When you enter, there is room for about three people between the door and the register where you place your order. There is a decent selection of specialty pizzas on the menu, a couple salads, and very oddly for a restaurant that carries no other seafood, an oyster menu? So I would assume when they were identifying their target audience, they decided it was anyone who likes to shoot oysters and drink wine when they eat pizza. If you are one of those oddballs who prefers beer and soda with your pizza, this spot is not for you. They have a small handful of beers for beer snobs and only sell a few sodas in glass bottles, so drink slowly, because no refills.
The thing that really irked me was that if you buy a specialty pizza you can split it 50/50 but it costs $4.00 extra regardless of the combination. So if you want half of a $30 pizza and half of a $20 pizza for your kid, they will charge you the full $30 PLUS $4, so they save half a pizza in toppings and charge you extra for it. If you have kids, leave them at home or order the pizza to go, this ain't the place.

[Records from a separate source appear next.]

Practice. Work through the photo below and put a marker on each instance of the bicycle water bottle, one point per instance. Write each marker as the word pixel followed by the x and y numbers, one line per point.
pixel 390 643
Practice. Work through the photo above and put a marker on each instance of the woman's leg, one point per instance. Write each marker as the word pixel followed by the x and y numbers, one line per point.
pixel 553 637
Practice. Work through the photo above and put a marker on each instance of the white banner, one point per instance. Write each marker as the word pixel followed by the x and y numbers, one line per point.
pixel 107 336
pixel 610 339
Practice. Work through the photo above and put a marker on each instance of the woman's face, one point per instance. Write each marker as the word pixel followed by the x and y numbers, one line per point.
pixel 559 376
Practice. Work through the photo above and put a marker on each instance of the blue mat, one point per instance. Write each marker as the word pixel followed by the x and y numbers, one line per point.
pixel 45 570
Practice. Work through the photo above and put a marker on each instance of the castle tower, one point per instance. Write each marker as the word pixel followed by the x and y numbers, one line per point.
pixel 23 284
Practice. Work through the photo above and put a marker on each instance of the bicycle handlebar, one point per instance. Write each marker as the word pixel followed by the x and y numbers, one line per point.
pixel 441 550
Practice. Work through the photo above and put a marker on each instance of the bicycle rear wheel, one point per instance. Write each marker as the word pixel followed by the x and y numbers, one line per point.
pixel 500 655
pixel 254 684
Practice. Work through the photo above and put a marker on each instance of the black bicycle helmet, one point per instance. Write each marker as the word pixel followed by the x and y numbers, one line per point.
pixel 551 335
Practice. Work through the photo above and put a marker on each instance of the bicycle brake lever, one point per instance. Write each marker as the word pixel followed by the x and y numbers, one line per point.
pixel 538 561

Finally, and this is what hurts the most, I thought the pizza was AWFUL. Instagram ads have had me looking forward to trying this hot honey pizza for months, named the "Killer BEE" on the menu, because honey(?), and among a few other playful pizza names on the menu that are completely inconsistent with the rest of the menu and the entire ambiance of the restaurant. The pizza came out on a standard metal pizza pan like a traditional pizzeria, only without a pizza cutter or anything to transfer the slices to your plate. As a result, you pick up the floppy, limp piece of pizza and all the cheese and toppings proceed to slide off onto the pan. I would have settled for any amount of crispness, but it was thin and doughy at its best. One of the ingredients of the pizza was supposed to be Gorgonzola, so I was excited because I love Gorgonzola, but I think they must just spritz the essence of Gorgonzola onto the pizza because I didn't see or taste any at all. The pizza was absent of any of the flavors of the listed ingredients with the exception of the honey which I did taste. It just tasted like a mild tomato sauce and low sodium mozzarella.

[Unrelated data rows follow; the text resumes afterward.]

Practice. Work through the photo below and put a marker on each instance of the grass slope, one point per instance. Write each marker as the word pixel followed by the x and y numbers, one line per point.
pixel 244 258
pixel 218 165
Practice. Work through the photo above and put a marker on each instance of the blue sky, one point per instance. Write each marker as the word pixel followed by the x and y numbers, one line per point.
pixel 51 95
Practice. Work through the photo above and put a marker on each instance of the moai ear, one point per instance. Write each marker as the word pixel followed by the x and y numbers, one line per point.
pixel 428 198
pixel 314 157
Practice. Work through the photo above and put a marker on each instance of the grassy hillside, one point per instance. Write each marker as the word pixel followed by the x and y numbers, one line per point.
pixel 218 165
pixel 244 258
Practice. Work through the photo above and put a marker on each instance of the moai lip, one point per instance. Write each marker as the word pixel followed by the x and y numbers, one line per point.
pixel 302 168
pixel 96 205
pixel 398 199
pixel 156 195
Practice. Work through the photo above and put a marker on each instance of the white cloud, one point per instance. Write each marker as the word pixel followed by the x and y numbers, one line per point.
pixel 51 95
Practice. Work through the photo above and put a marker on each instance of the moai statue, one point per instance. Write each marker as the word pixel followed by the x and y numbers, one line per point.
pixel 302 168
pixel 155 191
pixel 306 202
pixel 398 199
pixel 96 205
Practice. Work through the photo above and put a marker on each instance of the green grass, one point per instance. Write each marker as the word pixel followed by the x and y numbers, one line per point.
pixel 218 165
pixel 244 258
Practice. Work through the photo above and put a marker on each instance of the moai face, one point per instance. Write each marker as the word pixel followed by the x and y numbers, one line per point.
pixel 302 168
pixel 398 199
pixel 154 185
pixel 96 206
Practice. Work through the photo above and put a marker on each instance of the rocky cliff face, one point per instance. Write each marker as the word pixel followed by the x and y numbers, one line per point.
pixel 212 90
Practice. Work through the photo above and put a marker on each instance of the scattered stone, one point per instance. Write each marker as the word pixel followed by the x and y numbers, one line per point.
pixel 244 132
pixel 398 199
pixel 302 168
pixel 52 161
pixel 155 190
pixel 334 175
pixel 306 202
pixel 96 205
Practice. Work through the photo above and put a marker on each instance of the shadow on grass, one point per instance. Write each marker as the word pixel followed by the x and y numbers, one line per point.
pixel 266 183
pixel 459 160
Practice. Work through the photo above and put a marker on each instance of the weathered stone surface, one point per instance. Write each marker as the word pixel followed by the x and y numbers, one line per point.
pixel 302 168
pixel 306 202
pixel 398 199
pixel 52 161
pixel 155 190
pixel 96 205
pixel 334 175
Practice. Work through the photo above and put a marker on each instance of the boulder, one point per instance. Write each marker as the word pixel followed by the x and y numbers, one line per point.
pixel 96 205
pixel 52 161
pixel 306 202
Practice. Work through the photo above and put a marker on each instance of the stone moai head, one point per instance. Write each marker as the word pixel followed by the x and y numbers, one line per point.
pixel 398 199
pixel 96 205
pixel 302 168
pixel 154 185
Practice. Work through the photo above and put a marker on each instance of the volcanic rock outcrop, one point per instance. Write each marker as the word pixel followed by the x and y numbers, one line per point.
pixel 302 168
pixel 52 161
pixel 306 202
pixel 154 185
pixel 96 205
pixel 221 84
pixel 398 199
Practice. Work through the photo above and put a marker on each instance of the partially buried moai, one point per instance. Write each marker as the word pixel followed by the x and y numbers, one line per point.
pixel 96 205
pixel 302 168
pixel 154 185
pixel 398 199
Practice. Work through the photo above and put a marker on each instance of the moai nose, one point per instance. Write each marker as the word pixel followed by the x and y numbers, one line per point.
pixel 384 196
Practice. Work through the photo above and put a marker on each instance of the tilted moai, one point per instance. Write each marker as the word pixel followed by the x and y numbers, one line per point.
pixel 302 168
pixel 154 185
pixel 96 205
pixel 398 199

One pizza here is enough for two people, or for my grandmother and two of her friends as they sip their boxed white wine on the rocks. I am also admittedly not a fan of the new generation of restaurants with food runners, but no servers. I'm actually surprised that this restaurant just doesn't make you order from a QR code on the table instead of holding up the line while you stare at the menu and order from someone who can't even hand you your soda bottles when you are done ordering because they come out of the kitchen window delivered to your table like the food.
I'm sure this restaurant will probably do better than it's predecessor because there always seems to be a niche for new pizza spots, and my friends who recommended it to me are definitely the type to hype a restaurant based on decor alone. At this restaurant you are definitely paying for the decor and the location moreso than you are for flavor. I would classify this as a "Boutique Pizzeria".